Oleh: Dr. Adian Husaini (www.adianhusaini.id)
Pada 18 November 2020, organisasi Islam Muhammadiyah akan memasuki usia ke-108 tahun. Tulisan ini sekedar mengenal sekilas beberapa hal tentang Muhammadiyah. KH Ahmad Dahlan mendirikan Muhammadiyah pada 8 Dzulhijjah1330 H atau 18 November 1912 M.
Diantara dasar penetapan KH Ahmad Dahlan sebagai Pahlawan Nasional (Keppres no. 657/1961) adalah: “KH. Ahmad Dahlan telah mempelopori kebangkitan ummat Islam untuk menyadari nasibnya sebagai bangsa terjajah yang masih harus belajar dan berbuat.”
Menurut Dr. Alwi Shihab, dalam bukunya Membendung Arus, Muhammadiyah didirikan sebagai respon terhadap (1) praktik keagamaan yang dinilai menyimpang dari ajaran Islam, (2) gerakan Kristenisasi dan (3) gerakan Free Mason. (Lihat, Alwi Shihab, Membendung Arus: Repons Gerakan Muhammadiyah terhadap Penetrasi Misi Kristen di Indonesia, (1998).
Jadi, sejak awal, Muhammadiyah bukan hanya peduli pada soal takhayul, bid’ah dan khurafat, tetapi juga sadar akan tantangan Kristenisasi dan liberalisasi yang diusung oleh Freemason. Kelompok terakhir ini terkenal dengan jargonnya: liberty, egality, dan fraternity. Freemason mulai beroperasi di Indonesia tahun 1764 dan dibubarkan oleh Bung Karno pada tahun 1961. Organisasi inilah yang rajin menggelorakan semangat dan slogan “Freedom” (kebebasan) di berbagai penjuru dunia.
Sejak awal abad ke-18, Freemasonry telah merambah ke berbagai dunia.

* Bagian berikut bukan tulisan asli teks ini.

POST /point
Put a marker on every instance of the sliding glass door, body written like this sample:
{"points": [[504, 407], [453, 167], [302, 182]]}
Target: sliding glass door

Di AS, misalnya, sejak didirikan pada 1733, Free Mason segera menyebar luas ke negara itu, sehingga orang-orang seperti George Washington, Thomas Jefferson, John Hancock, Benjamin Franklin menjadi anggotanya. Prinsip Freemasonry adalah “Liberty, Equality, and Fraternity”. (Lihat, A New Encyclopedia of Freemasonry, (New York: Wing Books, 1996).
Tentang pengaruh gerakan Free Mason dalam liberalisasi pemikiran di Turki Utsmani dapat dilihat pada hubungan para aktivis Freemasons dengan kelompok Osmanli Hurriyet Cemiyati (The Ottoman Freedom Society) yang dibentuk tahun 1906. Tokoh Freemason adalah Cleanthi Scalieri, pendiri loji The Lights of the East (Envar-I Sarkiye), yang keanggotaannya meliputi sejumlah politisi, jurnalis, dan agamawan terkemuka. Loji-loji Freemason memainkan peranan penting dalam proses liberalisasi dan oposisi terhadap Sultan Abdul Hamid II. (Lebih jauh, lihat Adian Husaini, Tinjauan Historis Konflik Yahudi-Kristen-Islam, (Jakarta: GIP, 2004).